Brown, que sempre gostara de Stevenson, imaginou que ele talvez quisesse ser esse diretor. O executivo gostava do tema e conhecia o setor
de cabo a rabo. Para ele, seria um desafio, profissionalmente falando.
Stevenson contou, em seguida, como o maior corte de custos de sua divisão nos últimos três anos — uma substituição de matéria-prima que
derrubara em 20% o custo de produzir a linha de componentes Emerald — se devera às normas da União Europeia sobre substâncias
perigosas: — Se um diretor de sustentabilidade, alguém de dentro, puder usar todo problema de conformidade para catalisar a inovação de
verdade aqui na empresa, vamos deixar a Glistrom comendo poeira. E aí teremos uma bela história a contar —concluiu.
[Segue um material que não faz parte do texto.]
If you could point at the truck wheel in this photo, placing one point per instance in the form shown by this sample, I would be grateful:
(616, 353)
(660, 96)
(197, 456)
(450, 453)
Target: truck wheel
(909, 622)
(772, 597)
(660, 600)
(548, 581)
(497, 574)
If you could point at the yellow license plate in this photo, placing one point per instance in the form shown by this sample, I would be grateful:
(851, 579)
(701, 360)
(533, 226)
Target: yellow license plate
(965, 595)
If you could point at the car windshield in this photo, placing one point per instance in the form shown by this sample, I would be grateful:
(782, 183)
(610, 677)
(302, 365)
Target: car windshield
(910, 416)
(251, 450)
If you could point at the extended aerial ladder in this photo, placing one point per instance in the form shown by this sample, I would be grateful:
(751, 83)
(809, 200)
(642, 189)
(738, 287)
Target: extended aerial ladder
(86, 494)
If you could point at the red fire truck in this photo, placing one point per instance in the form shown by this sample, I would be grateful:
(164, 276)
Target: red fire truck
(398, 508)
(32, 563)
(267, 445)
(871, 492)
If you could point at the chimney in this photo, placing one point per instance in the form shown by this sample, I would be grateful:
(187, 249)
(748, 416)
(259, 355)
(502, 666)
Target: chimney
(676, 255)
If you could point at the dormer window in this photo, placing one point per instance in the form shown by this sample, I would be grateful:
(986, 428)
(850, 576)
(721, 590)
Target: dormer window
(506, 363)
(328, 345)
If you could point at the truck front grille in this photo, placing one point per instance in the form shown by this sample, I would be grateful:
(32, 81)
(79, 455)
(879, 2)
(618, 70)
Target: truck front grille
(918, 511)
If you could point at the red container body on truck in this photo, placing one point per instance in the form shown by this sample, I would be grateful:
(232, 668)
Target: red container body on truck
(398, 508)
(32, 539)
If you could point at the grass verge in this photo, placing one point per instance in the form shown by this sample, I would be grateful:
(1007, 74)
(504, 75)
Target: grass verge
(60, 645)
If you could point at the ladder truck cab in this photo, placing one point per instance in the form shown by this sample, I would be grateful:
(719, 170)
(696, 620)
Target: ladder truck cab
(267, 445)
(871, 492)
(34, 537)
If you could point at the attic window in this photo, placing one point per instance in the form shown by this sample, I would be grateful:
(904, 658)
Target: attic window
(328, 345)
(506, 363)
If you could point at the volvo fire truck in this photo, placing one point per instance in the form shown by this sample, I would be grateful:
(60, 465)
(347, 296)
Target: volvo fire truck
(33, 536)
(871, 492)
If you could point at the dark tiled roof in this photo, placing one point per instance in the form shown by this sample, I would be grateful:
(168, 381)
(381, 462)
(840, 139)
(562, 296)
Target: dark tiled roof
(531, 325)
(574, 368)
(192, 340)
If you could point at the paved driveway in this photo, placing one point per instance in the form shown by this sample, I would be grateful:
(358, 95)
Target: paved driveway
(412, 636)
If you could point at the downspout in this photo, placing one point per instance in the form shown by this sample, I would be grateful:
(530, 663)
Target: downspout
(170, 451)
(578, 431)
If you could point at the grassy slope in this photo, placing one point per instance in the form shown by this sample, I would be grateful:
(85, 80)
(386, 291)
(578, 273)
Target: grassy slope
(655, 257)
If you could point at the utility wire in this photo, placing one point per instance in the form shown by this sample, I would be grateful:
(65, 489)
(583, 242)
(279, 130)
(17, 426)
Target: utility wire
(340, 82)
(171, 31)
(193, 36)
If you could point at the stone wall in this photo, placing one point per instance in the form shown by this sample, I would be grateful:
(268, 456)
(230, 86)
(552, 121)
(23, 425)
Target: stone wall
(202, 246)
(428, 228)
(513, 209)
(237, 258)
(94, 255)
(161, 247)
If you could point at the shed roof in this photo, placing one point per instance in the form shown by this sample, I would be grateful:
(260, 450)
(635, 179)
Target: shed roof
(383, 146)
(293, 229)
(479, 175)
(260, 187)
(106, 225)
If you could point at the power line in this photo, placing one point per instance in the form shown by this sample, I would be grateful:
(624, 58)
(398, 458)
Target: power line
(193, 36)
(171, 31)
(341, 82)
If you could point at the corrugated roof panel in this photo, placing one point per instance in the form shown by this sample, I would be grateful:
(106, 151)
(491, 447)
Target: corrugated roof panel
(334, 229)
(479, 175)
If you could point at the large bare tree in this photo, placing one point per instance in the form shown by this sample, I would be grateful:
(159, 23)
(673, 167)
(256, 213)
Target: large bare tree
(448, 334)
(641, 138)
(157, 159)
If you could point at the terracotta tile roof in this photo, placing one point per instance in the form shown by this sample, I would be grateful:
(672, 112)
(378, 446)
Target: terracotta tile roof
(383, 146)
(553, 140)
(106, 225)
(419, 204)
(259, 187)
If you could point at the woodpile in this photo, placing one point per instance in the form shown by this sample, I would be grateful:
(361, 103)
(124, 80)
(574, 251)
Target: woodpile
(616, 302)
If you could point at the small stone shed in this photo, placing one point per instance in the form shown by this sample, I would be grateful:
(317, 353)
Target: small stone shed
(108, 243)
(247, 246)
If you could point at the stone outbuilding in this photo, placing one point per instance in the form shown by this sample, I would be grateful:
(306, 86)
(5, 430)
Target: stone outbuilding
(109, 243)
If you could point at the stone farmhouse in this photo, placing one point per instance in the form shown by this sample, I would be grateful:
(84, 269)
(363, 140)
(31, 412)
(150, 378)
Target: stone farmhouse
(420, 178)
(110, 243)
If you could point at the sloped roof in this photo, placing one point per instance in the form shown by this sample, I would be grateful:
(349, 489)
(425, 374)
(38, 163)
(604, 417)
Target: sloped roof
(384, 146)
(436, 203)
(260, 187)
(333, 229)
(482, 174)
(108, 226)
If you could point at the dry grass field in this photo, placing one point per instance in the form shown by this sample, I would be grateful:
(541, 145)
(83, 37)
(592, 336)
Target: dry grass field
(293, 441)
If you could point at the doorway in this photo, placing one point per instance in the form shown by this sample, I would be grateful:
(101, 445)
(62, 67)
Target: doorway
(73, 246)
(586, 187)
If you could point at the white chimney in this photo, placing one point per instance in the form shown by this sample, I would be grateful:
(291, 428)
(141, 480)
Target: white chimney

— Olha, Hans, fiquei muito impressionada com o que sua equipe fez com a Emerald, mas não vamos esquecer que você conseguiu um
resultado excelente com recursos que já tinha. — disse Dyson. — Não tivemos de criar outra diretoria, com todo o custo fixo que isso traz. E
um departamento novo leva até um ano para estar operando a toda.
Dyson lançou um olhar a Brown. — Hans, você, o Herb e o resto da equipe podem se juntar para resolver essa questão.
Ian Jones jogou a bola de volta para Brown: — Jennifer, qual sua opinião?
Brown fez uma pausa: — Não quero que a equipe executiva tenha mais gente do que o necessário, sobretudo se for só para mostrar. E já vi
um porta-voz diluir a mensagem. Mas essa questão talvez seja um desafio a coisas profundamente valorizadas em nossa cultura. Não
podemos achar que isso vai passar, e a equipe de vendas precisa de uma história para contar agora. Às vezes, é preciso alguém para
defender um novo ponto de vista.
— Não é para isso que serve um consultor? — perguntou Dyson. — Uma consultoria pode aportar rapidamente um conhecimento
especializado, podemos pedir especificamente que lide com vacas sagradas. Temos cancha em contratar consultores que dão conta do
trabalho.
— Só alguém de dentro pode fazer disso parte do nosso DNA — retrucou Stevenson. — Um consultor não terá um compromisso a longo
prazo.
— Ou se tiver, vai custar uma fortuna — disse Dyson. — Seja de dentro, seja de fora, só quero ter certeza de que as prioridades de alguns
clientes não vão impedir que a gente atenda às necessidades dos demais. Ainda temos um monte de clientes que se preocupam mais com o
custo do que com materiais biodegradáveis.
Não tantos quanto antes — emendou Brown. — Não tantos quanto antes…
A Narinex deve contratar um diretor de sustentabilidade?